Several people were attacked at the end of the first day of the Sarajevo Queer Festival on Wednesday. Eight people, policemen included, were reported to have been injured after dozens of young men attacked visitors to festival. According to the organizers of the four-day event police allowed anti-gay protestors to get too close to the venue thus endangering the participants.
The festival, organised by the lesbian, gay, bisexual and transgender (LGBT) non-governmental organization, Udruženje Q, opened in the Academy of Fine Arts in the centre Sarajevo, the capital of Bosnia and Herzegovina. The attacks forced the organizers to make the rest of the festival a private event.
Amnesty International called on the authorities to promptly and thoroughly investigate the attacks and bring those responsible to justice. The organization also called on the authorities to provide adequate security for the participants of the festival.
"The call of gay rights activists for equality before the law and an end to discrimination was met with intolerance and violence," said Nicola Duckworth, Europe and Central Asia Programme Director at Amnesty International.
The organizers of the festival and their sympathisers, including journalists, have and continue to receive death threats. Homophobic posters are widely distributed and put in prominent places. Some media outlets have used homophobic language and misrepresented the aims of the festival.
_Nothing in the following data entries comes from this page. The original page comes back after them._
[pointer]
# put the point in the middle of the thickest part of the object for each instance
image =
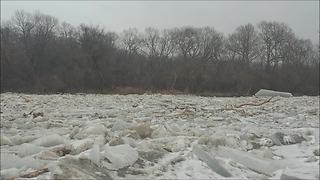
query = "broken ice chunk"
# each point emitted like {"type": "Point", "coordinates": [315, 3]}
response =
{"type": "Point", "coordinates": [50, 140]}
{"type": "Point", "coordinates": [210, 161]}
{"type": "Point", "coordinates": [253, 162]}
{"type": "Point", "coordinates": [119, 156]}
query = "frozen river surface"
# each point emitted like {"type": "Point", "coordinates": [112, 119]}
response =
{"type": "Point", "coordinates": [158, 137]}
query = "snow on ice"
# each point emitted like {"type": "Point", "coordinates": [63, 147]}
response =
{"type": "Point", "coordinates": [159, 136]}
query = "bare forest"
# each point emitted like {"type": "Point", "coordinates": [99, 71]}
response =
{"type": "Point", "coordinates": [41, 54]}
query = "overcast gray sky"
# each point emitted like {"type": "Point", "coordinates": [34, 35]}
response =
{"type": "Point", "coordinates": [301, 16]}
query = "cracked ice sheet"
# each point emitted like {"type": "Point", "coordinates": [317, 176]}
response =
{"type": "Point", "coordinates": [297, 154]}
{"type": "Point", "coordinates": [296, 113]}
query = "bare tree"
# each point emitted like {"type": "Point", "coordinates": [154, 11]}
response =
{"type": "Point", "coordinates": [212, 44]}
{"type": "Point", "coordinates": [131, 41]}
{"type": "Point", "coordinates": [274, 36]}
{"type": "Point", "coordinates": [244, 43]}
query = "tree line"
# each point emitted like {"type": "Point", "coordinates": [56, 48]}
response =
{"type": "Point", "coordinates": [41, 55]}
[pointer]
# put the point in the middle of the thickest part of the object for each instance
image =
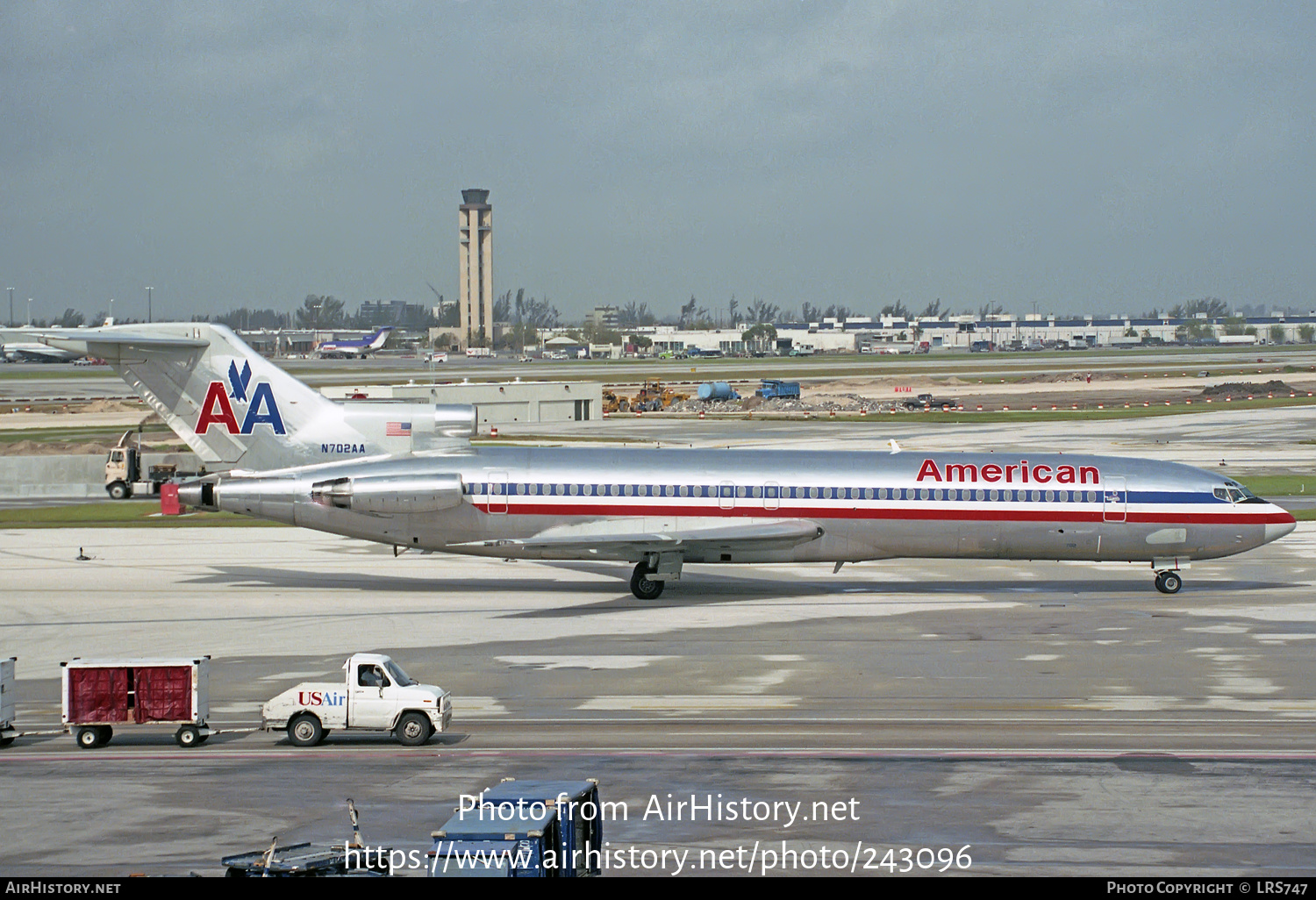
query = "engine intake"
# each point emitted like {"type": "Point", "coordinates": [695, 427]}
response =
{"type": "Point", "coordinates": [390, 494]}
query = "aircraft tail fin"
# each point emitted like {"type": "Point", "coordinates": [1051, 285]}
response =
{"type": "Point", "coordinates": [224, 399]}
{"type": "Point", "coordinates": [234, 407]}
{"type": "Point", "coordinates": [381, 336]}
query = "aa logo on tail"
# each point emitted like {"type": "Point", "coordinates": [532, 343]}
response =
{"type": "Point", "coordinates": [261, 407]}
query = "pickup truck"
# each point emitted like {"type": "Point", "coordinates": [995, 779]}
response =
{"type": "Point", "coordinates": [375, 695]}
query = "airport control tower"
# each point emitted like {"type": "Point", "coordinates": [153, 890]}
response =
{"type": "Point", "coordinates": [476, 268]}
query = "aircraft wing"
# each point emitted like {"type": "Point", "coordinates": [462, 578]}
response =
{"type": "Point", "coordinates": [741, 537]}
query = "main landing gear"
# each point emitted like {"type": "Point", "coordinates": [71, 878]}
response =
{"type": "Point", "coordinates": [642, 586]}
{"type": "Point", "coordinates": [1168, 582]}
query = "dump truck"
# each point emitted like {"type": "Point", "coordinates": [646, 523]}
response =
{"type": "Point", "coordinates": [99, 694]}
{"type": "Point", "coordinates": [124, 476]}
{"type": "Point", "coordinates": [375, 695]}
{"type": "Point", "coordinates": [928, 402]}
{"type": "Point", "coordinates": [771, 387]}
{"type": "Point", "coordinates": [7, 702]}
{"type": "Point", "coordinates": [523, 829]}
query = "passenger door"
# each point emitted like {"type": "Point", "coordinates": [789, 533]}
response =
{"type": "Point", "coordinates": [374, 702]}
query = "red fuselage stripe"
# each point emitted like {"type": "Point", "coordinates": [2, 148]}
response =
{"type": "Point", "coordinates": [892, 513]}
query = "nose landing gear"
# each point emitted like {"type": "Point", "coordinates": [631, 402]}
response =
{"type": "Point", "coordinates": [1168, 582]}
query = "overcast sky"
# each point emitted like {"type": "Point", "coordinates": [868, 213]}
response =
{"type": "Point", "coordinates": [1079, 155]}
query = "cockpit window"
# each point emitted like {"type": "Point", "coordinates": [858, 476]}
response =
{"type": "Point", "coordinates": [399, 675]}
{"type": "Point", "coordinates": [1236, 492]}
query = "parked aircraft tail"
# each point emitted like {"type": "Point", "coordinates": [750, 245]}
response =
{"type": "Point", "coordinates": [234, 407]}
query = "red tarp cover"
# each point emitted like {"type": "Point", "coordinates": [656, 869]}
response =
{"type": "Point", "coordinates": [163, 694]}
{"type": "Point", "coordinates": [97, 695]}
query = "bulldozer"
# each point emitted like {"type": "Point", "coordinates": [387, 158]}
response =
{"type": "Point", "coordinates": [653, 397]}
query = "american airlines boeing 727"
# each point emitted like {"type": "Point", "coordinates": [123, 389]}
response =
{"type": "Point", "coordinates": [405, 474]}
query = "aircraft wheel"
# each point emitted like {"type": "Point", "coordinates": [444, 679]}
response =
{"type": "Point", "coordinates": [642, 586]}
{"type": "Point", "coordinates": [304, 731]}
{"type": "Point", "coordinates": [1168, 582]}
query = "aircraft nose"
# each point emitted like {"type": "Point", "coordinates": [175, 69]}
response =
{"type": "Point", "coordinates": [1276, 531]}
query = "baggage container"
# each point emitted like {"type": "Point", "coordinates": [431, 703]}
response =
{"type": "Point", "coordinates": [99, 694]}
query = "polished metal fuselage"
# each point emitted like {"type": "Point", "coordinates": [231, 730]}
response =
{"type": "Point", "coordinates": [870, 505]}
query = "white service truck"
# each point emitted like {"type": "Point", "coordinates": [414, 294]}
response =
{"type": "Point", "coordinates": [375, 695]}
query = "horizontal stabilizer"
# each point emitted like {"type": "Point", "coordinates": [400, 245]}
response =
{"type": "Point", "coordinates": [94, 342]}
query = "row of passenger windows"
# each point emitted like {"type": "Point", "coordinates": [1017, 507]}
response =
{"type": "Point", "coordinates": [776, 492]}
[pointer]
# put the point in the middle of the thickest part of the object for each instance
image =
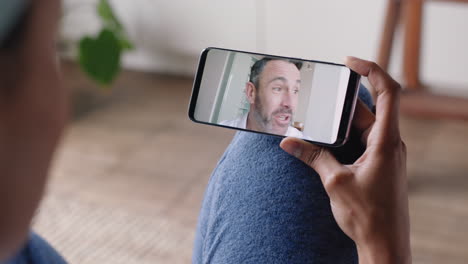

In a letter to the Prime Minister of Bosnia and Herzegovina Nikola Špirić earlier this month, Amnesty International expressed concern at the atmosphere of increasing intimidation against lesbian, gay, bisexual and transgender people in the country and called on him to ensure that their rights are protected.
To date, Amnesty International has not received an answer. The apparent lack of adequate measures by the authorities to guarantee an atmosphere free of intimidation and violence for the festival shows that the organization's recommendations have not been heeded.